Living in a foreign city felt like a chance to pretend to be an independent adult. In between spending time with the people in my program and my very minimal classes, I could wander to a cafe by myself to write and people watch. I felt comfortable sitting outside in a piazza peacefully slurping tortelli d’erbetta, drinking wine, and reading my book. This space gave me time with my thoughts to process a recent break-up, the subtly changing dynamics in my friend group, and the beginning of new friendships that would become some of the most important in my life.
But it’s likely that my little Italian sojourn with solitude was not something unique to my own experience, but heavily influenced by the Generation X self-discovery guru, Elizabeth Gilbert. The Eat Pray Love movie came out in 2010, just as I was starting my first year of university. I don’t know what it’s like to be an adult woman without the ethos of Gilbert’s memoir about her journey of self discovery after the collapse of her first marriage banging around in my subconscious. One of my first ideas of what a single woman should be was watching Julia Roberts as a fictionalised Gilbert utter the phrase “La dolce far niente” - the joy of doing nothing.

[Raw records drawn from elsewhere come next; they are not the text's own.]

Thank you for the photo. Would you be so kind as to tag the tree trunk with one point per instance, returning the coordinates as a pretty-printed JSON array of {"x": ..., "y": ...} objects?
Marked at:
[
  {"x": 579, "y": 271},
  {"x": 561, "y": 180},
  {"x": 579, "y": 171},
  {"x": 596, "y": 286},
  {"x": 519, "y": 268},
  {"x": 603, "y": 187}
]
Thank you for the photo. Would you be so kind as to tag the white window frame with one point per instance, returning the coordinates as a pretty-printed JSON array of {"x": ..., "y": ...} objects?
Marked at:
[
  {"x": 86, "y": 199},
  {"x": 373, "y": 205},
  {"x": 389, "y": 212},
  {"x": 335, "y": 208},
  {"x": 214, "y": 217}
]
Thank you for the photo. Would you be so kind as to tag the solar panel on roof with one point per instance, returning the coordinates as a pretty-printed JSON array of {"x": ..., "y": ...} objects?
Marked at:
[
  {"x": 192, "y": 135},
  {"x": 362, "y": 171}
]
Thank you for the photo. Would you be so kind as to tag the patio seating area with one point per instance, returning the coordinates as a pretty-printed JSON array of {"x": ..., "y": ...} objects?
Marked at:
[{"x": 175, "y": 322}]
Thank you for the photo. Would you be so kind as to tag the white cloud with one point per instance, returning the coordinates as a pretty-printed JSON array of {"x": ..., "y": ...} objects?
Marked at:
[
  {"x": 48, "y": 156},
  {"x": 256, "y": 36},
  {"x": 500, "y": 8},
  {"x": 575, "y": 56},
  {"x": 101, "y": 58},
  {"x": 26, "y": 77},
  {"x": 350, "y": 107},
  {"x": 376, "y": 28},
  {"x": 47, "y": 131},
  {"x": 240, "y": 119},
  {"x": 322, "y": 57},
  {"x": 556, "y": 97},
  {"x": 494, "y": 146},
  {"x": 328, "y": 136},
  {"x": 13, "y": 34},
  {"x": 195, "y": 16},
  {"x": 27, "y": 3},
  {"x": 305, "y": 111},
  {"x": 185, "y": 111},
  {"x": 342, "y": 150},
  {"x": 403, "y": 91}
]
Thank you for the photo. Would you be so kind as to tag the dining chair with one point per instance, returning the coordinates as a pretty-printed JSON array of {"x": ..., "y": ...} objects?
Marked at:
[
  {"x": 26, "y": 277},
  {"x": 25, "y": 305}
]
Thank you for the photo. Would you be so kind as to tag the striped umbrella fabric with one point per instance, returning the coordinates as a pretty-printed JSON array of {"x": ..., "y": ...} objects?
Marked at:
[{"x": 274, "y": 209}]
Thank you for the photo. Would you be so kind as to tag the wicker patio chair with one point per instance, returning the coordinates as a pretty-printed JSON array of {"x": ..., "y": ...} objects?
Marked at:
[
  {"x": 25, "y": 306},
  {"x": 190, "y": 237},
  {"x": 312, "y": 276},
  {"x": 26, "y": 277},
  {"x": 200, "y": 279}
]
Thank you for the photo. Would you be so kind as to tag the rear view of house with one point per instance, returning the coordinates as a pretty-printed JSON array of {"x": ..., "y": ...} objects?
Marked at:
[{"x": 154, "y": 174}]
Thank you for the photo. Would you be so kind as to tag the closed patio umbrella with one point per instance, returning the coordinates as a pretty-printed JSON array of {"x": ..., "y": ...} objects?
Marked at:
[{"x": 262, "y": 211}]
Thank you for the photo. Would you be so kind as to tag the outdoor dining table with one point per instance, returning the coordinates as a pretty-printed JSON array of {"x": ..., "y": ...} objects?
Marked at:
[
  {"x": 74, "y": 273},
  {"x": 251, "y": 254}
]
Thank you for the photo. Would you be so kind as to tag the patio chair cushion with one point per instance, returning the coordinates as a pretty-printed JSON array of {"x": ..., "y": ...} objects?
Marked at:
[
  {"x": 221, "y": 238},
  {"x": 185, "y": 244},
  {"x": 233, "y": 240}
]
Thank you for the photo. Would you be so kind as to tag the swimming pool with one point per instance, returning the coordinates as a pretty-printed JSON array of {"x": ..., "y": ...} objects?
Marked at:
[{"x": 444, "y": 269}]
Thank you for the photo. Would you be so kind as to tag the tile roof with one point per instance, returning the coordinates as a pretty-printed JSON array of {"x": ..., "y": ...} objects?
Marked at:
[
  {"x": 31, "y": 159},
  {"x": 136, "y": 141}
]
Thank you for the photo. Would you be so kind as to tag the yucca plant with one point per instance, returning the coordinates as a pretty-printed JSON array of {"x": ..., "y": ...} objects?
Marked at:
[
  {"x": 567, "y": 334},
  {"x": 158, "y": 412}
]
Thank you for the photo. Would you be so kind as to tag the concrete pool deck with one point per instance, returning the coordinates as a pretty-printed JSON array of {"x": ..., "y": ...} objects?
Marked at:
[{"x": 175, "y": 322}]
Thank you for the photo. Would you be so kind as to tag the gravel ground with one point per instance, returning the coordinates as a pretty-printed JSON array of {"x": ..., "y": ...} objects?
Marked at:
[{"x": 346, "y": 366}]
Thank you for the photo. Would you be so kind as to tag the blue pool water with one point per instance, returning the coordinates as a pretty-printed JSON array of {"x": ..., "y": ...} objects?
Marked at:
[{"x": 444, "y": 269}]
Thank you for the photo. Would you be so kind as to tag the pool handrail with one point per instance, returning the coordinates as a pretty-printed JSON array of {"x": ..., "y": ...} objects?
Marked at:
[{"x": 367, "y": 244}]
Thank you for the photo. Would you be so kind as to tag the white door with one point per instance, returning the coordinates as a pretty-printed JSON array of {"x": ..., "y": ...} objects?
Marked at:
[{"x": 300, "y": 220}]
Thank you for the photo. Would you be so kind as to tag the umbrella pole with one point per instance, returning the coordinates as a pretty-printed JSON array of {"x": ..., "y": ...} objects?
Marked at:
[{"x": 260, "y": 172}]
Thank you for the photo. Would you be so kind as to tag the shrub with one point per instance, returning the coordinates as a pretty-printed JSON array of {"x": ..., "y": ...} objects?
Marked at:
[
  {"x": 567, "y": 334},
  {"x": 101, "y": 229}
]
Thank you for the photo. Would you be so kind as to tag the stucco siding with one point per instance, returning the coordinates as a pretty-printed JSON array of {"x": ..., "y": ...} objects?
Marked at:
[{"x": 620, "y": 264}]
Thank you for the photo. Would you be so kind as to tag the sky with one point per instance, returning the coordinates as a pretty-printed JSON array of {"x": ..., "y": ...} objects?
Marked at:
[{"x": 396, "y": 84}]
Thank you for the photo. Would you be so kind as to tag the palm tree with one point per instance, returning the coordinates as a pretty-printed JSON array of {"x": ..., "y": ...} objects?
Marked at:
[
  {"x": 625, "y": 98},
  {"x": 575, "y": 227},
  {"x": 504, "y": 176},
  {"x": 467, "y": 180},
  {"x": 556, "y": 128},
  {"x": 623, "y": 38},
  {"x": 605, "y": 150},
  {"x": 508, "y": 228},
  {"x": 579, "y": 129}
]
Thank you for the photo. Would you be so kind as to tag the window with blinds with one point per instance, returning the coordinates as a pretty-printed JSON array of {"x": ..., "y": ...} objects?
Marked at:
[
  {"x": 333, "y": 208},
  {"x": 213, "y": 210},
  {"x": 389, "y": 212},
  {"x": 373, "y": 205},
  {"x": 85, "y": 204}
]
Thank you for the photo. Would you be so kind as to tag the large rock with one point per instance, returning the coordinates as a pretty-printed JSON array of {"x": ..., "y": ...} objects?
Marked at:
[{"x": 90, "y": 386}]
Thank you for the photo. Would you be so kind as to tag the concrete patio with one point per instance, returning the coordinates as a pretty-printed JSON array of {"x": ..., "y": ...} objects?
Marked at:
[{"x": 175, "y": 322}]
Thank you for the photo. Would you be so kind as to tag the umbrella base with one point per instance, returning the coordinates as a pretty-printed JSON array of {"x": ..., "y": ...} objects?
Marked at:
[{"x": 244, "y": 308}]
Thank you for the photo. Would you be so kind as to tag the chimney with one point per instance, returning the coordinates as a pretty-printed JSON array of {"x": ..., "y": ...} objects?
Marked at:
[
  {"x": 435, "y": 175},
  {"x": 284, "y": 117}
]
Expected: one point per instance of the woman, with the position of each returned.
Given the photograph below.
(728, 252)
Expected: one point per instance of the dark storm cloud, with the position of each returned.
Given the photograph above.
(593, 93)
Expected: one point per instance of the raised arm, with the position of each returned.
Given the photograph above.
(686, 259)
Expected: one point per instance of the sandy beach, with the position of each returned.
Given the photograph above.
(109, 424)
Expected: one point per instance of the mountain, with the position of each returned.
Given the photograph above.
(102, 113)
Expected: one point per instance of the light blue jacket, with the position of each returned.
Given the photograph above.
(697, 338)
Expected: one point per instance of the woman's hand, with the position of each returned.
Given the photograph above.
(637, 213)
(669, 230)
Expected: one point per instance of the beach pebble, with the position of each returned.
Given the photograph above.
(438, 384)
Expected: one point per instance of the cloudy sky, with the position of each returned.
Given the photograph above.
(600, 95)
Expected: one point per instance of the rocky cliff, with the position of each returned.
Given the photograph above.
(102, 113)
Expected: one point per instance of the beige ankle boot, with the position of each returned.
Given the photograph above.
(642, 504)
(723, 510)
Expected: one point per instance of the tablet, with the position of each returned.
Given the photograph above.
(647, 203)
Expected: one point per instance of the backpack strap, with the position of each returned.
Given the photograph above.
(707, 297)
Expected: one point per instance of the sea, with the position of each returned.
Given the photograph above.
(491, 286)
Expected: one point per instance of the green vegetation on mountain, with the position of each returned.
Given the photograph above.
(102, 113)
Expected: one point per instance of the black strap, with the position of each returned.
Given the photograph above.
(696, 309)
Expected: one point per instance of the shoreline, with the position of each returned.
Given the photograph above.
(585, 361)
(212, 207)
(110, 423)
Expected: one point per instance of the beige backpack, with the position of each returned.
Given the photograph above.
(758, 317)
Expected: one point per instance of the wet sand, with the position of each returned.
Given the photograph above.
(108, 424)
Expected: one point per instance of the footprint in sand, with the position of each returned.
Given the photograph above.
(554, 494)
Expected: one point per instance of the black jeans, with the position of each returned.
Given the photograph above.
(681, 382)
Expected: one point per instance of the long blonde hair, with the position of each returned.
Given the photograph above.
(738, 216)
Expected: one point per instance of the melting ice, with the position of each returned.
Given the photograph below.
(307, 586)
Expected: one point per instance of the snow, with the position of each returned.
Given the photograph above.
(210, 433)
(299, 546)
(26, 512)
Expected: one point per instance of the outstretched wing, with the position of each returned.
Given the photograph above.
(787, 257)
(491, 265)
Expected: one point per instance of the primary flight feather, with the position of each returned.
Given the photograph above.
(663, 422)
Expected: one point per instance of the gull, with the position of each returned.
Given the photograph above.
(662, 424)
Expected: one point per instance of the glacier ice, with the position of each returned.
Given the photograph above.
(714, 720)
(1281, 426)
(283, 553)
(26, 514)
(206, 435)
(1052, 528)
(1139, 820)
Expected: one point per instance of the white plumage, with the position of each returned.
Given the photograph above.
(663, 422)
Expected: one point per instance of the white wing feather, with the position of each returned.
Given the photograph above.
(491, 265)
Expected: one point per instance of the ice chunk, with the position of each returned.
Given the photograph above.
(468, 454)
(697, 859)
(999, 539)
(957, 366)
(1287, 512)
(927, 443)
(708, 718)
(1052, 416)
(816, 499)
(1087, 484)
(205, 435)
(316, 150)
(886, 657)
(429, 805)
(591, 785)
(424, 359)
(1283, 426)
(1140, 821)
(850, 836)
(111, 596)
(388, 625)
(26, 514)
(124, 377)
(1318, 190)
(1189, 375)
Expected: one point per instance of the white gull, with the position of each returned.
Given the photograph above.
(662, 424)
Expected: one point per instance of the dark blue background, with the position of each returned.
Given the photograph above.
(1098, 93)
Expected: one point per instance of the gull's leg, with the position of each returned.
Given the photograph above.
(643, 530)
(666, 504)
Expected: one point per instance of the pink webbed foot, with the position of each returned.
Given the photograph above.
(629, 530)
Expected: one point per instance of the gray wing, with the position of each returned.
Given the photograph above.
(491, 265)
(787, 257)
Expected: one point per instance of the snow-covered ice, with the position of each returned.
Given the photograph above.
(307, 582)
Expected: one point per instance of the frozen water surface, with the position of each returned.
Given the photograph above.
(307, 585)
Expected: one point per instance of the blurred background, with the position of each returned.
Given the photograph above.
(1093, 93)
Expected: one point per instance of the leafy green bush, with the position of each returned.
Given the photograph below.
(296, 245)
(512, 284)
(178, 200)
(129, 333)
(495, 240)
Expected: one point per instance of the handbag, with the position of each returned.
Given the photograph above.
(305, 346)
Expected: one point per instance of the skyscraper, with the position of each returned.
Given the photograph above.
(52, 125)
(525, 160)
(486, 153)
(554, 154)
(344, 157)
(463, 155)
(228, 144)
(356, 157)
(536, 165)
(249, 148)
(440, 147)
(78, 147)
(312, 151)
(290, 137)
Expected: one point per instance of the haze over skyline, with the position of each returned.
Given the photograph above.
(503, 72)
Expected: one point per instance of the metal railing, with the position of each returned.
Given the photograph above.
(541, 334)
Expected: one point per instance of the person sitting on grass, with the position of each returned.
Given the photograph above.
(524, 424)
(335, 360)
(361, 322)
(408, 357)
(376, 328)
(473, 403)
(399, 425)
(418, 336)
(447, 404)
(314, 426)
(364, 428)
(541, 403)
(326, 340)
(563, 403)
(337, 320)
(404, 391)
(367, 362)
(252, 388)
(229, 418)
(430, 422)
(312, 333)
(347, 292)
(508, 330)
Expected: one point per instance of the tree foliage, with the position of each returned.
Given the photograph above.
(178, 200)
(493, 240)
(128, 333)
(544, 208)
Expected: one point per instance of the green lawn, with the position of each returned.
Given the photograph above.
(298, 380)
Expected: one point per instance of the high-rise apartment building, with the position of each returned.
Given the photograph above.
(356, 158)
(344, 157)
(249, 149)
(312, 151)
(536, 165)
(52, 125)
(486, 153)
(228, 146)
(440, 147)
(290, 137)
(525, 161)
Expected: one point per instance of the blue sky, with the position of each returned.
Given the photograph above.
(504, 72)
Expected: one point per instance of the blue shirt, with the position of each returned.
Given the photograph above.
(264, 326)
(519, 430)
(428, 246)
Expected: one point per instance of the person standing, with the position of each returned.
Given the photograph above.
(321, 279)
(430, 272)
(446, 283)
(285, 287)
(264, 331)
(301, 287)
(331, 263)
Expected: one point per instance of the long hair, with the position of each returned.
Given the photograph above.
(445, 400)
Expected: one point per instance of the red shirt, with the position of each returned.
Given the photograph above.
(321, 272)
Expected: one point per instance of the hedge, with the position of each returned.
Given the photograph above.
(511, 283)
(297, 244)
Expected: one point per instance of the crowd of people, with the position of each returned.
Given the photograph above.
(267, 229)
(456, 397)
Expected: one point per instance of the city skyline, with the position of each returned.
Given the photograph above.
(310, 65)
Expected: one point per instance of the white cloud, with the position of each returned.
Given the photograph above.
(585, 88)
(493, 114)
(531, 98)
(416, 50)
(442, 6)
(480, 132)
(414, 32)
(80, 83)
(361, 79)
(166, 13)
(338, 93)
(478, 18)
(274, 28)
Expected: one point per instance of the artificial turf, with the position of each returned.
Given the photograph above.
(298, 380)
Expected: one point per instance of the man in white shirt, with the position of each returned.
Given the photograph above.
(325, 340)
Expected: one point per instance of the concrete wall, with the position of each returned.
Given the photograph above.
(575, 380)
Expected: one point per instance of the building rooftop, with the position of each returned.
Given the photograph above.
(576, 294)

In the scene where she first learns this italian quip, Gilbert is being lectured by some charmingly stereotypical Italian men. They tell her that the reason she cannot relax is that she is American. They explain that she needs to take a lesson from the Italian way of life — where every person feels like they are entitled to a nice long break every day. If not more than one.
To demonstrate that Liz has learned this lesson, we watch her puttering around her charmingly decrepit Roman flat. She drizzles some gorgeous asparagus with olive oil, peels some beautifully orange-yolked eggs, prepares a mouth watering cup of coffee, and sits on a blanket on the floor to enjoy her breakfast with the morning paper. I don’t for one second believe that sitting on that blanket felt remotely comfortable. But I get what they were going for.
And obviously, the image of that scene was so powerful that it has stayed with me to this day.
Maybe I do over-romanticise my solitude because of some fumbling attempt to re-create the blanket-on-the-floor moment. It’s not that I want to go full hermit. I certainly enjoy living with my partner. I’m excited about the many plans I have with my friends this weekend. I love that our schedule is so packed that it sometimes takes a WhatsApp poll and a shared Google Calendar to try to find space to fit even more fun into our lives.
But all I know is that when I felt the crash coming on this week, what I needed was a micro-dose of some dolce far niente. With the house to myself on Wednesday night, I went for a short run in the sun, stopped at the fancy green grocer, bought myself some flowers and gorgeous produce, and made myself a meal that my partner doesn’t like. I settled into my comfiest sweats, put on a face mask, turned on Season 2 of Grey’s Anatomy, and made myself a cup of my favourite tea.
It was in these moments of quiet meandering that the full impact of what has happened in my life over the last month truly hit me. I get to spend the rest of my life with Charlie and all of the people in our lives that make the little world of our partnership work. Caroline O’Donoghue calls relationships, “A subculture of two.” The realisation that this little sub-culture we’ve built will be life-long only fully sank in as I sat in solitude with myself.
After all, we are the only ones who get the see our entire story from start to finish. Might as well slow down to take in the best bits.
Cheers to the weekend & cheers to you!
Kelley
Love this
As someone extremely social who also craves and needs alone time - I loved this piece!